Commodities | May 26 2008
By Chris Shaw
As the reality of oil at more than US$130 per barrel sets in more and more industry analysts are revising up price forecasts, Canada’s Scotiabank being one of the latest to do so in lifting its estimates to an average of US$125 per barrel this year and US$135-$140 per barrel in 2009. Its new 2008 forecast implies prices in the second half of the year will average more than US$140 per barrel.
The reason for the bank’s reassessment is a review of market supply and demand variables, with its conclusion being non-OPEC supply will remain very tight and it is this that will drive up prices. On its numbers non-OPEC supply will disappoint for the third year in a row, with non-incremental supply set to come in at only around 600,000 barrels per day against previous expectations of around one million barrels per day.
As the world’s second largest oil exporter after Saudi Arabia, Russia is a major player amongst the non-OPEC suppliers yet it continues to have major supply issues, Scotiabank suggesting the problems are partly the result of the onerous levels of production and export taxes that offer little incentive for producers to lift output even at current high prices.

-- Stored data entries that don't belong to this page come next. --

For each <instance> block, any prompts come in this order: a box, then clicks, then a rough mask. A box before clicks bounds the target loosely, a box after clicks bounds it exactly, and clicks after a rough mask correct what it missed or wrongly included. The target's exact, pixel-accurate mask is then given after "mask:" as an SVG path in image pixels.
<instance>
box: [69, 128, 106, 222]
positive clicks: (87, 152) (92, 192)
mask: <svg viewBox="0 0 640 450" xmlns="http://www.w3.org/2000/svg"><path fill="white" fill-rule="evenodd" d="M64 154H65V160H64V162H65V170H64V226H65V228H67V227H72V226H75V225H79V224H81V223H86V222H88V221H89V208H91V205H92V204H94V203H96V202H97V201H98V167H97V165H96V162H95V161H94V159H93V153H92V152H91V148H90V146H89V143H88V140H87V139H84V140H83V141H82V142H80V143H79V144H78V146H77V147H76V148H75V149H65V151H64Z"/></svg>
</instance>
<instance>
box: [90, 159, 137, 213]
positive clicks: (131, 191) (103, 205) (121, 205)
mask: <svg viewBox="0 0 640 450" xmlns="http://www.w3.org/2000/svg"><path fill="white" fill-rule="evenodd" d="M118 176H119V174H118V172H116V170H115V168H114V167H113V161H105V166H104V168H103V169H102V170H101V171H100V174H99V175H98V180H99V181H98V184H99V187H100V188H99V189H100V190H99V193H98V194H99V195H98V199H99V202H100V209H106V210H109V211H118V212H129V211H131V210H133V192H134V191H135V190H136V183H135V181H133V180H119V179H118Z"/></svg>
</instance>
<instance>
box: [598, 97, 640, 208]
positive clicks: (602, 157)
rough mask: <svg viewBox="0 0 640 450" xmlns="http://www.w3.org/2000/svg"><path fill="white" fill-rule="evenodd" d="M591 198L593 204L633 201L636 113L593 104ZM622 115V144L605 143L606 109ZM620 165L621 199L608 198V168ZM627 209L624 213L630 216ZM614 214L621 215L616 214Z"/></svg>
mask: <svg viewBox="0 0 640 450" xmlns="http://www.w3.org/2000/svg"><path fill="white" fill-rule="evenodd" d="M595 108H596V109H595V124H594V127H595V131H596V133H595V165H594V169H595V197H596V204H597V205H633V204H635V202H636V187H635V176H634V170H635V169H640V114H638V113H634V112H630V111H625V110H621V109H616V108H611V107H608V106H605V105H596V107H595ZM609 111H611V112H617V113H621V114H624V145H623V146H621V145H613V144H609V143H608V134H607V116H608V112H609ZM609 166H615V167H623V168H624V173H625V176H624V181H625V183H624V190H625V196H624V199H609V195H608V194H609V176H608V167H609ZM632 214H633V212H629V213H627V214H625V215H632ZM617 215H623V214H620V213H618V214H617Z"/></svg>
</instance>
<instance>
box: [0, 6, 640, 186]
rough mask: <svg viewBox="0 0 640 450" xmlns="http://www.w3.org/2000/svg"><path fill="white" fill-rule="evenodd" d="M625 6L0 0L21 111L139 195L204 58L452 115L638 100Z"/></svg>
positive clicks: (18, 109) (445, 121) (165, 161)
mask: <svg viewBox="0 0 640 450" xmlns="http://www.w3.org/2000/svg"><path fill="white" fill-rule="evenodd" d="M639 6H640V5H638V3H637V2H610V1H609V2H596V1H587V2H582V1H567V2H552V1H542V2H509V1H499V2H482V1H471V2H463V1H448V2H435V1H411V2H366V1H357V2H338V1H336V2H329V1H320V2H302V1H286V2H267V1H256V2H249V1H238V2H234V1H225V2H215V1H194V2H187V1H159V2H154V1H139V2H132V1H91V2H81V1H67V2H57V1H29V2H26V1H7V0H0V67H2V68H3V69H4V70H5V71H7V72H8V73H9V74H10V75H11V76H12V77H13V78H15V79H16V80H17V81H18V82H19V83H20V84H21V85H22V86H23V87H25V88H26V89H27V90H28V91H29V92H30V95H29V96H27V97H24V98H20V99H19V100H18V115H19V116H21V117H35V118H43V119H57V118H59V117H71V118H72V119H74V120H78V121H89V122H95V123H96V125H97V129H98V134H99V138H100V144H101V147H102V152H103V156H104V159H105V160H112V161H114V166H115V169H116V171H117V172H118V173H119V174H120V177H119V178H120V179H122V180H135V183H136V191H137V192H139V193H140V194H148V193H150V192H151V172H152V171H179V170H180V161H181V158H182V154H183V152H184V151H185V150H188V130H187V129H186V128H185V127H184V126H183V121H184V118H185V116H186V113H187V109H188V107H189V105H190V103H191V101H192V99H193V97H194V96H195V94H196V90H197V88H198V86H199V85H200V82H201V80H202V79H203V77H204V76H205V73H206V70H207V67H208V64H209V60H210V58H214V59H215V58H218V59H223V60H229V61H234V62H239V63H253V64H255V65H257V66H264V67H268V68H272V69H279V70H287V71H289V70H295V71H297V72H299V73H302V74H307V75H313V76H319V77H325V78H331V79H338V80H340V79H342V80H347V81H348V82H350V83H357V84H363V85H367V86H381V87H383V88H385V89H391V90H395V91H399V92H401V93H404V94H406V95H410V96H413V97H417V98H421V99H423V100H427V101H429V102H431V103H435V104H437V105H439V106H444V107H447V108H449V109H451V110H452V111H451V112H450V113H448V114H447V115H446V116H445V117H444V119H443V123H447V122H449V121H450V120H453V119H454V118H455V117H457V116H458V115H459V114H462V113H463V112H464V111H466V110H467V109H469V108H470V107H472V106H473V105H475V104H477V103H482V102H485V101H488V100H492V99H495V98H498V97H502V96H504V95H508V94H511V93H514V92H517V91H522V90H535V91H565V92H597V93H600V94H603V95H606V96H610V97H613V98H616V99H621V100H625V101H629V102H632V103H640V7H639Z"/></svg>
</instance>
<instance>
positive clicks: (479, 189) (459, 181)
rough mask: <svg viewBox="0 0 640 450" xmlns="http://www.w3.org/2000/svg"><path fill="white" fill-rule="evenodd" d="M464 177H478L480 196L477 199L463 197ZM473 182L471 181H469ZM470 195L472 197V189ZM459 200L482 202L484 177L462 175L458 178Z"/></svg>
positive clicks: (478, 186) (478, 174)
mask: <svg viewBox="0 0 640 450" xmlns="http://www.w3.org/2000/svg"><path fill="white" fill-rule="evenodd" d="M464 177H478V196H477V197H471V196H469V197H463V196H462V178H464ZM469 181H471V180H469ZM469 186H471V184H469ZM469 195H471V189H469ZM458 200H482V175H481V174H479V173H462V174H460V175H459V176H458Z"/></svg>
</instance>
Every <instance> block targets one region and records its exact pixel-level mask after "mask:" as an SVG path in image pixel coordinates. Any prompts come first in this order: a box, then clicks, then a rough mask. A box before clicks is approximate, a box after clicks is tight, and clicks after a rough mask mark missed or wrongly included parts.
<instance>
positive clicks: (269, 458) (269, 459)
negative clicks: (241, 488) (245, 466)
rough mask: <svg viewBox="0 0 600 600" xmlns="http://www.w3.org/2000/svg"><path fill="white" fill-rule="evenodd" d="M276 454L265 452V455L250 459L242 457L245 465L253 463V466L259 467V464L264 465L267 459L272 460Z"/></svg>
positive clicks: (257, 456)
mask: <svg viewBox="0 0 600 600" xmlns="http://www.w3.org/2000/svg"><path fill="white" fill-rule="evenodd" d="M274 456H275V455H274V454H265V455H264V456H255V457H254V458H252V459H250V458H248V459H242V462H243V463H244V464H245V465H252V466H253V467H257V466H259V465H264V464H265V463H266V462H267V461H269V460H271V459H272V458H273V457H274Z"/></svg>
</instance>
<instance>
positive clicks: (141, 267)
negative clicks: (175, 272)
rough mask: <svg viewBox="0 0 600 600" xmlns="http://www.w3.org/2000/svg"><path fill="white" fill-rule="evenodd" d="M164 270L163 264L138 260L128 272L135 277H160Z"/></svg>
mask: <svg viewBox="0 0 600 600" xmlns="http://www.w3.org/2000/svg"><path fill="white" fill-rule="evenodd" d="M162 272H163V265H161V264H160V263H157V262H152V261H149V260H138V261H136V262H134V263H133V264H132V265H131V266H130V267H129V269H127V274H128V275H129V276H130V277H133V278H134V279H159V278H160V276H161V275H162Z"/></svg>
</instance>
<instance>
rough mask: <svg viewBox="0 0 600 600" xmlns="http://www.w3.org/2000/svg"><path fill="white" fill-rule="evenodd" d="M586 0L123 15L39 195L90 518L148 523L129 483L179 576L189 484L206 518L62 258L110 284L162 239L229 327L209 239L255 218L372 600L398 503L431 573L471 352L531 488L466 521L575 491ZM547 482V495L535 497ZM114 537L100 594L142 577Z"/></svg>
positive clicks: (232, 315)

As well the major Sakhalin 1 project is currently being blocked from exporting gas to China by the government and as this effectively limits oil production Russian output is now seen as likely to be flat at best this year. At the same time traditional producers in areas such as Mexico and the North Sea are dealing with lower output thanks to natural field decline and while this would be offset by currently lower OECD demand there remains the issue of no slowing in demand from emerging Asian nations and the Middle East.
The other issue the bank notes is a number of these higher demand countries such as China and Malaysia in Asia, countries in the Middle East and Brazil in South America are being insulated by government subsidies, meaning consumers are not feeling the full force of the recent gains in the oil price. This helps support demand and continues to push the balance towards a tighter market and this in turn supports higher oil prices going forward, hence the increases to the bank’s forecasts.
Commonwealth Bank commodity strategist David Moore agrees non-OPEC supply concerns are continuing to be an issue for the oil market, but despite increasingly positive market sentiment with respect to the oil price he remains of the view the price will correct from its current elevated level.
Moore also expects the US dollar to recover modestly over the course of coming months and if this occurs he sees it as helping oil prices to ease from current levels. Having said that he acknowledges the upside risks to prices remain clearly in evidence given the worries over non-OPEC production.
Market participants have increased their price expectations in recent months to reflect the potential for a tighter than previously expected market. This has turned up the oil price futures curve. Moore still expects the oil futures to return to a downward slope in coming months as market players slowly come to question the sustainablility of current prices.
If this occurs spot prices will follow, though with risk at present seemingly tilted to the upside it would, as market commentator Dennis Gartman previously said, be a brave or foolish man who tried to predict the top for oil prices.